The accumulation of mucus makes it easier for bacteria to grow, leading to repeated lung infections. The build-up of mucus in the pancreas can likewise block ducts in the pancreas, interrupting the flow of enzymes for digestion.

Vertex Pharmaceuticals, in Boston, is a biotechnology company developing drugs for a variety of disorders including cystic fibrosis, cancer, influenza, pain, and spinal cord injury. The company has 2 drugs already approved for cystic fibrosis — Orkambi and Kalydeco — and 4 other drugs in development for the disease, including a compound in late-stage clinical trials

Moderna Therapeutics in Cambridge, Massachusetts, develops medications that use messenger RNA, a nucleic acid related to DNA employed by cells to produce the amino acids in proteins for carrying out bodily functions. Moderna designs what it calls modified messenger RNA to produce proteins that act like drugs as treatments for diseases, creating therapeutic antibodies in less time and lower cost than current genetic engineering methods.

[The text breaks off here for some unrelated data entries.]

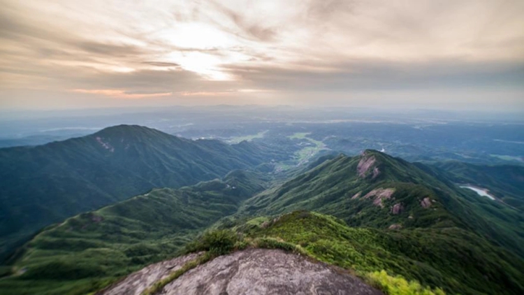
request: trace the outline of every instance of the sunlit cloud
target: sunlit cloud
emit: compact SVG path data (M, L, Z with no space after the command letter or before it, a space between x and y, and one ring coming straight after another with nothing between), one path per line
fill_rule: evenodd
M520 0L4 0L0 90L63 92L71 103L89 93L173 103L307 92L324 103L335 92L399 89L524 96L523 14Z
M75 89L71 90L73 92L87 93L89 94L102 95L104 96L114 97L117 99L147 99L154 97L168 96L171 92L167 93L126 93L124 90L119 89Z

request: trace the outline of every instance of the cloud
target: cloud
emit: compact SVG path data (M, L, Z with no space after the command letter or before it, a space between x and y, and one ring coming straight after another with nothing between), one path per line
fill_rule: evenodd
M105 96L115 97L117 99L147 99L152 97L162 97L168 96L172 94L171 92L167 93L127 93L124 90L121 89L75 89L71 90L73 92L78 93L87 93L89 94L99 94Z
M524 92L518 0L3 2L0 90L71 99Z

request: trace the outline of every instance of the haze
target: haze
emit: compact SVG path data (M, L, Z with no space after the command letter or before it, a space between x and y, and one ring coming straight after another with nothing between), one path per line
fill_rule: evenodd
M524 108L524 1L1 1L3 110Z

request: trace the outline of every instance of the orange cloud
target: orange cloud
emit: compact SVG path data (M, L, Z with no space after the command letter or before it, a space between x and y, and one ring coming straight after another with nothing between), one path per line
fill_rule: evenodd
M110 96L110 97L115 97L117 99L129 99L168 96L172 94L172 92L145 93L145 94L126 93L124 90L110 89L73 89L72 91L73 92L78 92L78 93L87 93L89 94L98 94L98 95L103 95L104 96Z

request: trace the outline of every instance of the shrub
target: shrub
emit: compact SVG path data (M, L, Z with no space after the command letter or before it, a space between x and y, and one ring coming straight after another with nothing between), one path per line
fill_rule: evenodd
M408 282L401 276L392 277L386 271L375 271L367 274L371 284L389 295L445 295L439 288L432 290L423 287L416 281Z
M238 240L236 233L230 230L207 231L189 245L187 252L208 251L213 255L222 255L233 251Z

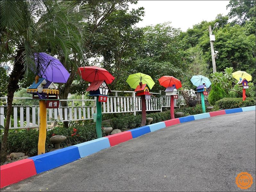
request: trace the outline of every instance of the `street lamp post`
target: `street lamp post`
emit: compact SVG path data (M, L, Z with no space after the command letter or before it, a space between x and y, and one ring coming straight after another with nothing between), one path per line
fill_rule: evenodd
M214 27L212 31L214 30L214 28L218 27L219 26L219 23L217 22L214 25ZM212 61L212 68L213 70L213 72L216 72L217 71L216 70L216 63L215 63L215 57L216 55L214 53L214 48L213 47L213 42L215 41L215 37L214 35L212 35L212 31L211 30L211 27L210 26L209 26L209 35L210 36L210 44L211 45L211 59Z

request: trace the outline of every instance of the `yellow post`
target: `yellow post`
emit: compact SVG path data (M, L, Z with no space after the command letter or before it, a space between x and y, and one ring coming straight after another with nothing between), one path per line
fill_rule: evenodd
M46 102L39 101L40 124L39 124L39 138L38 138L38 155L45 153L45 141L46 140Z

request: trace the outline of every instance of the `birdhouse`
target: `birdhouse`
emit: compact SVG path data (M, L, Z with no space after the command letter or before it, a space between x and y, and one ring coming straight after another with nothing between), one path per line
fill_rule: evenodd
M175 85L171 87L168 87L165 90L165 92L166 95L176 95L177 89Z
M208 95L207 87L204 84L197 87L196 90L198 93L203 92L203 93L204 95Z
M91 95L106 96L111 91L104 80L99 80L92 83L86 91L90 92Z
M27 92L33 94L33 99L58 99L59 90L53 82L47 81L37 76L35 80L27 90Z
M140 84L136 87L134 91L136 92L136 96L140 96L150 95L149 92L150 90L147 84L142 84L142 83L141 82L140 83Z
M243 89L248 89L249 85L248 85L248 81L245 79L240 78L240 80L237 83L238 86L243 87Z

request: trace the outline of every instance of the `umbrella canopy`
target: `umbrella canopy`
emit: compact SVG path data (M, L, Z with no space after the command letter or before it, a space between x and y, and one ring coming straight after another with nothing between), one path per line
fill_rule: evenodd
M173 76L163 76L158 80L158 81L160 85L166 88L171 87L173 85L175 85L177 89L182 86L180 81Z
M104 80L106 83L110 84L115 79L106 69L96 66L81 67L78 68L78 72L83 79L89 82Z
M155 84L155 82L151 77L148 75L141 73L130 75L127 78L126 82L130 86L132 89L136 89L137 86L140 84L140 82L142 82L142 84L148 84L149 88L150 89L152 89L154 85Z
M57 59L45 52L35 54L37 75L48 81L54 83L66 83L70 75Z
M202 75L194 76L190 79L190 81L193 85L197 87L201 85L204 83L208 88L211 84L211 83L209 79Z
M237 71L233 73L232 75L233 77L238 81L240 80L240 78L242 79L245 79L248 81L252 81L252 76L245 71Z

Vertex’s drugs for cystic fibrosis address functioning of the cystic fibrosis transmembrane conductance regulator, or CFTR, gene that makes the normal thinner, more flowing mucus, but is missing or defective in people with the disease. The deal calls for Vertex to license Moderna’s messenger RNA technology to provide functioning CFTR proteins for people with cystic fibrosis. The companies will collaborate on research and development of new treatments, including delivery of messenger RNA into the lungs.

The agreement gives Vertex an exclusive license for Moderna’s messenger RNA applied to treatments for cystic fibrosis that generate functioning CFTR proteins. Vertex is expected to lead all preclinical, development, and commercialization work between the two companies and fund all research expenses.

Vertex is providing Moderna an initial $20 million payment, as well as a $20 million convertible note, a loan that can convert later into an equity investment. In addition, Moderna will be eligible for $275 million in future development and regulatory milestones, as well as royalties on sales of products from the collaboration.